Wegen Alleinrennen am Sylvenstein verurteilt
Auch wenn sich ein Freispruch abzeichnete, sei das Leben für seinen Mandanten „nicht so wie vorher“. Die lange Verfahrensdauer habe den heute 22-Jährigen stark belastet. Und weil seit dem Unfall sein Führerschein eingezogen war, sei ihm die Chance auf ein Motorsportpraktikum in Japan durch die Lappen gegangen. Die Richterin sprach ihm eine Entschädigung für die Zeit ohne Führerschein zu. Gleichzeitig ermahnte sie ihn. Vor Gericht habe er sein Können als Fahrer „protzig“ dargestellt, als er auf mehrere Siege bei Go-Kart-Rennen verwies. „Gerade wer sich so überzeugt von seinen Fahrkünsten zeigt, birgt die größte Gefahr im Straßenverkehr.“
Bei dem jüngeren Angeklagten sah es die Richterin als erwiesen an, dass es ihm vorsätzlich darum ging, auf der Strecke eine möglichst hohe Geschwindigkeit zu erreichen. Auf einem Handyvideo, das sein Beifahrer gemacht hatte, war zu hören, wie Letzterer anerkennend „Boah, 160!“ rief, und der Fahrer triumphierte: „Wir hängen den Andi (Name geändert) ab, Oida!“
Richterin wendet Jugendstrafrecht an
Den Unfall führte die Richterin eindeutig auf das gefahrene Tempo von mindestens 150 km/h zurück. „Sie sind rücksichtslos gefahren und haben sich über Ihre Pflichten im Straßenverkehr keine Gedanken gemacht“, stellte sie fest. „Sie wollten Ihrem Beifahrer imponieren“, hielt die Staatsanwältin dem heute 20-Jährigen vor. Zu seinen Gunsten wertete sie, dass er sich geständig und reuig zeigte. Der Unterschleißheimer entschuldigte sich im Gerichtssaal bei allen Beteiligten und sagte: „Ich möchte, dass so etwas nie wieder passiert.“ Sein Anwalt sagte, der Unfall sei dem jungen Mann eine „lebenslange Lehre“.

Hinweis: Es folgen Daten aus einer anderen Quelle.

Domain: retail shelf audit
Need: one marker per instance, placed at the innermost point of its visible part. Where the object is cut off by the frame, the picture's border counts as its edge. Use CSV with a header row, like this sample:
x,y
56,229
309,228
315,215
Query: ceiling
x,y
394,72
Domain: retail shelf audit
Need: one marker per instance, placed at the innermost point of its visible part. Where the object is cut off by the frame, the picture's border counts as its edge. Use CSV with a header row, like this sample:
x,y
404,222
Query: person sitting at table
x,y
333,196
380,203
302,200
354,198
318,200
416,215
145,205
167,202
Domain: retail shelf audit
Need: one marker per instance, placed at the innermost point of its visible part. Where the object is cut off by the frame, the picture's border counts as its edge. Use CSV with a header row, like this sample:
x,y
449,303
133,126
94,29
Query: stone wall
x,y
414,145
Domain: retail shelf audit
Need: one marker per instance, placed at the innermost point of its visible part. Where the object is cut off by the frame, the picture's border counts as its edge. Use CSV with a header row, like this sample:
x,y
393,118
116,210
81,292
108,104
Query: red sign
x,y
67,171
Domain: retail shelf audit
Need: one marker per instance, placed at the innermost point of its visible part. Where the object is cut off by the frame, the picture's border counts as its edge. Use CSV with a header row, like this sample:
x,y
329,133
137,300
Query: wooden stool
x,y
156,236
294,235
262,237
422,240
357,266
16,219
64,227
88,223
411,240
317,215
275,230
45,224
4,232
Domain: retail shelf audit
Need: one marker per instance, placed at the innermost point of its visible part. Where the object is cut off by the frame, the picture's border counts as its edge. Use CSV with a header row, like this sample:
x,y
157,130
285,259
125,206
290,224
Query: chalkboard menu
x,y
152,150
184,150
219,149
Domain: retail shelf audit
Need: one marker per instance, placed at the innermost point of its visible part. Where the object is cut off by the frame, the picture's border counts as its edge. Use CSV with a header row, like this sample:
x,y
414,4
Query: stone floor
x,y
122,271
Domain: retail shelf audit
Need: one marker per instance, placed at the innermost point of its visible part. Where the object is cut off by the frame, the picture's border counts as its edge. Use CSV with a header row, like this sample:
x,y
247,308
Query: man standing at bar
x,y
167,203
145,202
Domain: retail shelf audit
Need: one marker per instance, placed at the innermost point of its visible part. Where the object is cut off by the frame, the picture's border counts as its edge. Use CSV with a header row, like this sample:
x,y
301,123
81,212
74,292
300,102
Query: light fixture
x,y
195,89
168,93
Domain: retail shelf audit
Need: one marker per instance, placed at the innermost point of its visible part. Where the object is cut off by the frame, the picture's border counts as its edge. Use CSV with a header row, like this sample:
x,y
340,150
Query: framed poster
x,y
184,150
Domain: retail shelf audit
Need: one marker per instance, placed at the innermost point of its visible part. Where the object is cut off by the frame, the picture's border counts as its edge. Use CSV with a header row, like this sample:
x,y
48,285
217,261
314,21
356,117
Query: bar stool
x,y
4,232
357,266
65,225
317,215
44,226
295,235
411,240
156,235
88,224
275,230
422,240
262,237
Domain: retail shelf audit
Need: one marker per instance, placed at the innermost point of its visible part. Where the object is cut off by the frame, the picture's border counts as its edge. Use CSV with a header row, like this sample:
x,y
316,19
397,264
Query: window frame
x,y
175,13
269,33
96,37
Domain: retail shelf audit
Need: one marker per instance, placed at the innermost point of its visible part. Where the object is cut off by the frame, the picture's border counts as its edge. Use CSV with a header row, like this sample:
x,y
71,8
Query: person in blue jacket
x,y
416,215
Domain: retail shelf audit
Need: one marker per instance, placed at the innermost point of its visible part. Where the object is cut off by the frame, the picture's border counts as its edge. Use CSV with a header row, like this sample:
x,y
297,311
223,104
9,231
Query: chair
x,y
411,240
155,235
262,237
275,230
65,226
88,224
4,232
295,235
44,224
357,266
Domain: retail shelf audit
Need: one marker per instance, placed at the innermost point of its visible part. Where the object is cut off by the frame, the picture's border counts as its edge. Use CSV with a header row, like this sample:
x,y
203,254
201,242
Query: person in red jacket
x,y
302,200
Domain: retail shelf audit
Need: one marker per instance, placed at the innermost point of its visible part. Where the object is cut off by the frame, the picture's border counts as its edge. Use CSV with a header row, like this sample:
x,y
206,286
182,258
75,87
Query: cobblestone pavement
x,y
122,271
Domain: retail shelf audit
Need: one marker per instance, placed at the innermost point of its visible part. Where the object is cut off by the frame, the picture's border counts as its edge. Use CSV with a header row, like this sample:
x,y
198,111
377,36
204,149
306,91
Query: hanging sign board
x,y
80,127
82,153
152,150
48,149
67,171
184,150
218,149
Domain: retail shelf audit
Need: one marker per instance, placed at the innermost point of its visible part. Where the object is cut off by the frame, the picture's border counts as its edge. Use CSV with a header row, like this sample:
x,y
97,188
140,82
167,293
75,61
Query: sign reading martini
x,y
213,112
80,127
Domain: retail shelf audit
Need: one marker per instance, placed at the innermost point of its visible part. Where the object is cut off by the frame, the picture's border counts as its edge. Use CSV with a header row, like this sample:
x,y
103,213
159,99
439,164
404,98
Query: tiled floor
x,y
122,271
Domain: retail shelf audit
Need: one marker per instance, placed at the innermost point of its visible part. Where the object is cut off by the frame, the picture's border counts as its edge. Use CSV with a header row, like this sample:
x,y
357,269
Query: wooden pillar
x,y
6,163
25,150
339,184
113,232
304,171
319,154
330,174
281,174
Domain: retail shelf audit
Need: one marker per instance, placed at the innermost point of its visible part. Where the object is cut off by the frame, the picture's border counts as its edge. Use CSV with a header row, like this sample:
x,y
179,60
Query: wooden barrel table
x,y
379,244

„Mit Bauchschmerzen“ entschied Kirschstein-Freund, Jugendstrafrecht anzuwenden, was bei Heranwachsenden zwischen 18 und 21 Jahren möglich ist. Während Erwachsene in so einem Fall mit einer Geld- oder Freiheitsstrafe bis zu fünf Jahren rechnen müssen, bleibt es für den Unterschleißheimer, der aktuell eine Ausbildung macht, bei sechs Monaten Führerscheinentzug, 48 Sozialstunden und fünf Einzelgesprächen beim Verein für Jugend- und Familienhilfen. (ast)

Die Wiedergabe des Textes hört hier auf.